Prince Albert Daily Herald
Environment Canada issued the advisory as the result of smoke from forest fires primarily in Alberta and British Columbia that blanketed much of southern Saskatchewan. Advisories were previously put out last week regarding smoke that originated in the Northwest Territories.
Meterologist Terri Lang said that such smoke advisories are likely to recur throughout the summer.
“If the forest fire smoke was coming from Ontario, you’d say, ‘Oh, well, that’s a bit exceptional,’ because we don’t often get the winds coming from the east,” Lang said.
“But when they’re coming from the west or the northwest, that’s the prevailing wind direction in the upper atmosphere in Canada.
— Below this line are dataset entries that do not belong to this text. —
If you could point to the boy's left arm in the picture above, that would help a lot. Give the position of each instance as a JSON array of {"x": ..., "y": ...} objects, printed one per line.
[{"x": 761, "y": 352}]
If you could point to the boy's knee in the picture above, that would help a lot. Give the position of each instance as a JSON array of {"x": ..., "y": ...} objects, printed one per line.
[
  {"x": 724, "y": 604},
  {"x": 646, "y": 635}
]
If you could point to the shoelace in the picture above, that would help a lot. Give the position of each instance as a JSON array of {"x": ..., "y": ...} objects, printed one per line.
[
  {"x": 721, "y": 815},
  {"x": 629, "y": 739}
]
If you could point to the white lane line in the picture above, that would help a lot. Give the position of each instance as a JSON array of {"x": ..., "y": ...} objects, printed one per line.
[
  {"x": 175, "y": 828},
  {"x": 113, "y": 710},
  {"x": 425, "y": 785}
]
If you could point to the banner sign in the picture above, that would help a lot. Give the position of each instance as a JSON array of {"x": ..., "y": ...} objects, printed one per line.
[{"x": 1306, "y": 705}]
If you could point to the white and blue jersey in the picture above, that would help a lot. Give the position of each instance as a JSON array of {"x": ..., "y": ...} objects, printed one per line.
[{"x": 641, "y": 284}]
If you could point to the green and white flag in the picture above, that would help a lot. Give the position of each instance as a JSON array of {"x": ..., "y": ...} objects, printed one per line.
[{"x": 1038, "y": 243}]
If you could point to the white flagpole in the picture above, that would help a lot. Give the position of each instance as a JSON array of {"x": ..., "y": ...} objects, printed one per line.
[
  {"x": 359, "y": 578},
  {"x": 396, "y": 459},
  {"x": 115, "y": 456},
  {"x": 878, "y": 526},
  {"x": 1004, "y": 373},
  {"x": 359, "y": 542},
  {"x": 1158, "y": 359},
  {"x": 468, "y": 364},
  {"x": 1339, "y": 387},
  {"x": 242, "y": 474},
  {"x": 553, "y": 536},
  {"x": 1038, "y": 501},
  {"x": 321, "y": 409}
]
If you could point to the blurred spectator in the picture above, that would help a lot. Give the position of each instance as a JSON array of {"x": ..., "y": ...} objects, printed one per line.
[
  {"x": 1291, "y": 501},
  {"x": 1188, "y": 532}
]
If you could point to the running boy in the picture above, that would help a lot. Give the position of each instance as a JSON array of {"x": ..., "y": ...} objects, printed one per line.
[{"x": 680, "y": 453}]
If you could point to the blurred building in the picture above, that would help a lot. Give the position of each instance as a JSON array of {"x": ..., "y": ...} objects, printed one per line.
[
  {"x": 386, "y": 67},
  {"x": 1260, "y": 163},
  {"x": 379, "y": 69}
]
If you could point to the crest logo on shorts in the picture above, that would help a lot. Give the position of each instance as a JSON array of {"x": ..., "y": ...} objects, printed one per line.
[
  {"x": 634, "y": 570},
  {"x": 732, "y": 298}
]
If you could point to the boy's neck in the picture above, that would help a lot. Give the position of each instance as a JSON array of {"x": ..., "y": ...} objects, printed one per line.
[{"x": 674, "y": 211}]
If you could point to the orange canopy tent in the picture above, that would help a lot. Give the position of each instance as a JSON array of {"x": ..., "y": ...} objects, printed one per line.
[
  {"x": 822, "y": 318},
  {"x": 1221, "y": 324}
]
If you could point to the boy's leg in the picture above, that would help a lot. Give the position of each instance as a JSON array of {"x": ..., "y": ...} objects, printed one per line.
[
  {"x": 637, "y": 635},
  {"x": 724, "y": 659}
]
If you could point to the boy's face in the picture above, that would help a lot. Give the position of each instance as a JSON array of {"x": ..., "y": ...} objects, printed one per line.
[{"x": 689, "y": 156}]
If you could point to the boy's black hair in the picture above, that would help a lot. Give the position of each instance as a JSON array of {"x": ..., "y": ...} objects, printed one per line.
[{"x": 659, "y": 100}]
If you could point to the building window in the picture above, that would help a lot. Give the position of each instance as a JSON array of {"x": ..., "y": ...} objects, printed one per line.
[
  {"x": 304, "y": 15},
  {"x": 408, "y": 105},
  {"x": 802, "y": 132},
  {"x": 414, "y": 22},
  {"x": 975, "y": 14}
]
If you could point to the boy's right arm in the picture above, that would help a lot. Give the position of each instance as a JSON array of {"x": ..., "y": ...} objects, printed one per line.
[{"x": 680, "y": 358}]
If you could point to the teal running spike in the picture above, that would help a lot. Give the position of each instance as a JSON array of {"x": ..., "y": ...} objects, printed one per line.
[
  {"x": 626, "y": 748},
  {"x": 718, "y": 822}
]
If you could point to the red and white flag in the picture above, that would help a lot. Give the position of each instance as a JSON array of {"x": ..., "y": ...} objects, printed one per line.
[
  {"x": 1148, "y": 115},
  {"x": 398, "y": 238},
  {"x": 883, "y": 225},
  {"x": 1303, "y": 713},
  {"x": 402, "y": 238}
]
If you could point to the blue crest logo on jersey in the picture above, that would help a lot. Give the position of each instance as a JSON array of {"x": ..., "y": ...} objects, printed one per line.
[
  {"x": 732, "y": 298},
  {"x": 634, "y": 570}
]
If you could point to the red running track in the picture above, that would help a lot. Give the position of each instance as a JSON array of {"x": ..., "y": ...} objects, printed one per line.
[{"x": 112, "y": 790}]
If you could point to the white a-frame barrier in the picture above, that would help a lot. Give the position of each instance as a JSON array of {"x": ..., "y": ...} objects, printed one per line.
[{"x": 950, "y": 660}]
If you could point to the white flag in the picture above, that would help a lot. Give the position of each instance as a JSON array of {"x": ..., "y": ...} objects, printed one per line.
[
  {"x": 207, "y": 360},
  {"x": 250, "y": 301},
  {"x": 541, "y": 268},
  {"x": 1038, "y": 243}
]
So if there’s fire burning in the west or northwest, yeah, it’s going to be happening on and off throughout the summer -- especially if the fires keep burning.”
As of Thursday evening, Prince Albert was rated as low-risk on the province’s Air Quality Health Index.
While noting P.A. was on the cusp of the mass wave of smoke, Lang said that a severe thunderstorm warning set for Thursday evening was likely to have broken up much of the smoke by Friday.
“We can see the smoke best on satellite pictures when the sun angles are low, so in the morning and in the evening … but I can see that you guys are certainly on the edge of the thickest smoke,” Lang said.
“But like I said, there is this band of showers and thundershowers that’s going to move through tonight, and that’ll probably scatter out a lot of the smoke and it’ll clear the air as winds that are coming … from a direction where the fires aren’t occurring.”
If there’s fire burning in the west or northwest ... it’s going to be happening on and off throughout the summer. Terri Lang
As a precaution, the Population Health Unit for Northern Saskatchewan issued a public service announcement on Thursday advising northern communities of possible impact from the forest fire smoke
In the event of noticing smoke in the air, the release advised residents -- particularly those with lung or heart troubles, the elderly or the very young -- to take certain precautions.
Among these were suggestions to remain indoors during periods when there is smoke in the air and to keep doors and windows closed. If cooling is required, fans and air conditioners are the best option.
Vulnerable groups should reduce exercise and activity, particularly in the outdoors, and avoid smoking as well as exposure to second-hand smoke.
Those taking lung or heart medicine should always keep a five-day supply on hand, making sure to get a refill of their prescriptions prior to running out of medication.
In the event that one should experience increasing symptoms that go beyond irritation in the eyes, nose or throat, they should call the HealthLine at 811 or see their local health care worker.
Residents with Internet access may keep up-to-date on the air quality in their area by visiting www.environment.gov.sk.ca/airqualityindex.